The number of investment scams reported to the police over the last three years has doubled from 200 to 400, with more unregulated online investment platforms springing up.
In the same period from 2015 to last year, 30 people were charged by the Commercial Affairs Department for their role in 14 investment scams.
Home Affairs and Law Minister K. Shanmugam, citing these figures in a written reply to a parliamentary question yesterday, noted that the number of successfully prosecuted cases may look low compared to the number of police reports.
This is because a significant number of investment scams are committed by syndicates operating in foreign countries, he said.
These scams are typically offered on online investment platforms which allow trades across a wide range of products, such as currencies, shares and commodities, and are promoted via online advertisements, e-mails and unsolicited phone calls and messages.
The operators of these online platforms are also usually based outside Singapore, and payments are made directly to their overseas bank accounts.

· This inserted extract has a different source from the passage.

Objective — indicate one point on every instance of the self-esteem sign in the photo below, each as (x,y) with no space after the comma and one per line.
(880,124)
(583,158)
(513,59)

In addition, the investment assets offered by these scammers - for example, distressed properties and agricultural products such as seaweed farms - are also overseas and difficult for the police to track down conclusively, Mr Shanmugam said.
He also noted that a single investment scam may have multiple victims, resulting in many police reports being made.
In some cases, some of the money alleged to be lost was also not due to scams, but the fluctuations of the markets, he added, responding to Mr Ong Teng Koon (Marsiling-Yew Tee GRC) who asked about the proportion of successfully prosecuted cases versus reported cases.
Mr Shanmugam said the police will continue to work closely with foreign law-enforcement counterparts to crack down on overseas syndicates targeting Singaporeans.
The Home Affairs and Law ministries are also looking at whether to strengthen the legislative levers against fraud offences, as part of the ongoing review of the Penal Code.